December 17, 2020—Biomodex, a digital health company offering a three-dimensional (3D)–printed solution for patient-specific rehearsal and physician training, announced that findings for the company’s Evias endovascular intracranial aneurysm system solution were presented at SFNR 2020, the 47th Congress of the French Society of Neuroradiology (SFNR) held as a virtual event on December 16-17.
The clinical study was composed of 20 patients with complex unruptured intracranial aneurysms enrolled at CHU Rennes, France. Anthony Le Bras, MD, and Francois Eugene, MD, who are interventional neuroradiologists at CHU Rennes, presented the findings at SFNR. Full results of the study are expected to be published in 2021.
According to the company, the results validate the benefits of using patient-specific 3D models to simulate interventions in advance to help physicians choose the optimal device and approach for each patient and reduce operating times.

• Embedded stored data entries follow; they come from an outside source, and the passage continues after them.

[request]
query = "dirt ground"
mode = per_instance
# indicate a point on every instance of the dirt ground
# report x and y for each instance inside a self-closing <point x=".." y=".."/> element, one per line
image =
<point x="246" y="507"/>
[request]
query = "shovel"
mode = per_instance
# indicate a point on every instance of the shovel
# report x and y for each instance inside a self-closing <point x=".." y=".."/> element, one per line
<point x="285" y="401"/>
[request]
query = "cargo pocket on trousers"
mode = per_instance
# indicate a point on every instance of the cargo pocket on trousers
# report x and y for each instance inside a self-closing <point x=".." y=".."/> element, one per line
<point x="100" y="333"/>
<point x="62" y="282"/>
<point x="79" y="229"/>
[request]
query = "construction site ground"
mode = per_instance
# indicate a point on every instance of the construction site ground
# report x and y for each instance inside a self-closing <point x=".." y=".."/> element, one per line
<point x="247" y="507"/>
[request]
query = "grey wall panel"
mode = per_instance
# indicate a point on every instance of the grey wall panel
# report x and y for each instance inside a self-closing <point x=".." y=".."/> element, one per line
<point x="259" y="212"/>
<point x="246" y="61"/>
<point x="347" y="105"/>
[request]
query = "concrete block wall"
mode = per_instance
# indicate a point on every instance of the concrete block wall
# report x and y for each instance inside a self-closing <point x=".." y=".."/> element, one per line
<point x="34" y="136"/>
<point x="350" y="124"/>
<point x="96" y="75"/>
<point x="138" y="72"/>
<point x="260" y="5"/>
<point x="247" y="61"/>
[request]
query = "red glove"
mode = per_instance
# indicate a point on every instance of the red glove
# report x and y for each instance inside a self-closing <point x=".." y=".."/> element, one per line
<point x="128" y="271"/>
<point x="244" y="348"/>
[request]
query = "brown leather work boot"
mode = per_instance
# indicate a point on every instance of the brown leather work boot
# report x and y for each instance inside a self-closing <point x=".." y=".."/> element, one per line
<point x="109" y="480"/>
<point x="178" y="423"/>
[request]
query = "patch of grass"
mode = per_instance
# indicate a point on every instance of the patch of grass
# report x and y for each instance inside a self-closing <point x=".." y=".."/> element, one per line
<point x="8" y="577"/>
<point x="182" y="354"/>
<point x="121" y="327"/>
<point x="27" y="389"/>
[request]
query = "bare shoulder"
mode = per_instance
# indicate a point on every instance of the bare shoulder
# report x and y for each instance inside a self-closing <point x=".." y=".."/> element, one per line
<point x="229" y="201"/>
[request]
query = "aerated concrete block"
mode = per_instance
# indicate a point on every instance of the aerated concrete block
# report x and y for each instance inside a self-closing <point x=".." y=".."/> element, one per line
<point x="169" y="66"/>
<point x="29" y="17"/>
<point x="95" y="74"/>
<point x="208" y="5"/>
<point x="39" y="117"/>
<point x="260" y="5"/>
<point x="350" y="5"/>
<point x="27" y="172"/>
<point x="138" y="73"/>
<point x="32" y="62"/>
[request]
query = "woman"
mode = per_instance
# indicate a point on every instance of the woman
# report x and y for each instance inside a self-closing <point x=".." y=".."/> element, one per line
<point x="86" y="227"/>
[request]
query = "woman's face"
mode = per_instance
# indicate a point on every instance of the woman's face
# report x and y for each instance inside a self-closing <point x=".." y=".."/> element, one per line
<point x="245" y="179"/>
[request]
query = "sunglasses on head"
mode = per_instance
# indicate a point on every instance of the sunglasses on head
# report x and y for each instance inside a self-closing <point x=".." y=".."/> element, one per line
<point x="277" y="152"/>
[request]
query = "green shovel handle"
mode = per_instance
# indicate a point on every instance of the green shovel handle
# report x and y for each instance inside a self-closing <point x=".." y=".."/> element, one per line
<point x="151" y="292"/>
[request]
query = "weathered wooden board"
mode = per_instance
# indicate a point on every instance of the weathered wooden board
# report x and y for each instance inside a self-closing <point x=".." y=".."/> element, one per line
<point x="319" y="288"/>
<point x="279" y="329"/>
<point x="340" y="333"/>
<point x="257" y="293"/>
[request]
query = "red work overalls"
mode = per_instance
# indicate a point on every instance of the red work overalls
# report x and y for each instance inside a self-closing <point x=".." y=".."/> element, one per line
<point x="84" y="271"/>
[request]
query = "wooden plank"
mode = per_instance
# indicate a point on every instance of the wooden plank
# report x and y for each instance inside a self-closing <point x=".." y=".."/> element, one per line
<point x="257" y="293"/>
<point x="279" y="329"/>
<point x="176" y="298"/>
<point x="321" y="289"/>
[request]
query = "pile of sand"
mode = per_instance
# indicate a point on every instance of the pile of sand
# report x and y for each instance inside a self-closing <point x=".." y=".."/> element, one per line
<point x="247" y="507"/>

Biomodex uses imaging scans, such as CTA and/or 3D rotational angiography, to visualize the inside of blood vessels and organs and create 3D-printed precise models of each individual patients’ unruptured aneurysm. Unlike silicone models, Biomodex models are created using biomechanical responsive advanced materials that simulate the characteristics and haptic feedback of the individual’s anatomy, noted the company.
“Biomodex’s enhanced 3D-printed solution gave us unique insights ahead of the actual procedures,” commented Dr. Le Bras in the company’s press release. “Using the models for preprocedural rehearsals allowed us to know in advance if an approach was going to work and, if not, helped us to determine which medical device would be more effective. This not only boosted physician confidence but also reduced operating times and enabled us to decrease risk of complication during the real procedure.”
Dr. Eugene added, “The biomechanics and haptic feedback are key parts of Biomodex’s technology. The patient-specific models are realistic and can effectively reproduce hard areas inside the bone and soft areas inside the arteries, including the frictions and resistance of slope during procedures. We could also prepare the shapes and sizes of catheters needed.
“Our study shows by metrology’s measurements that the 3D models reliably reproduced intracranial aneurysm features. We believe Biomodex could become the model of care for complex cases and physician training in the future, and eventually be used for other procedures, such as stroke.”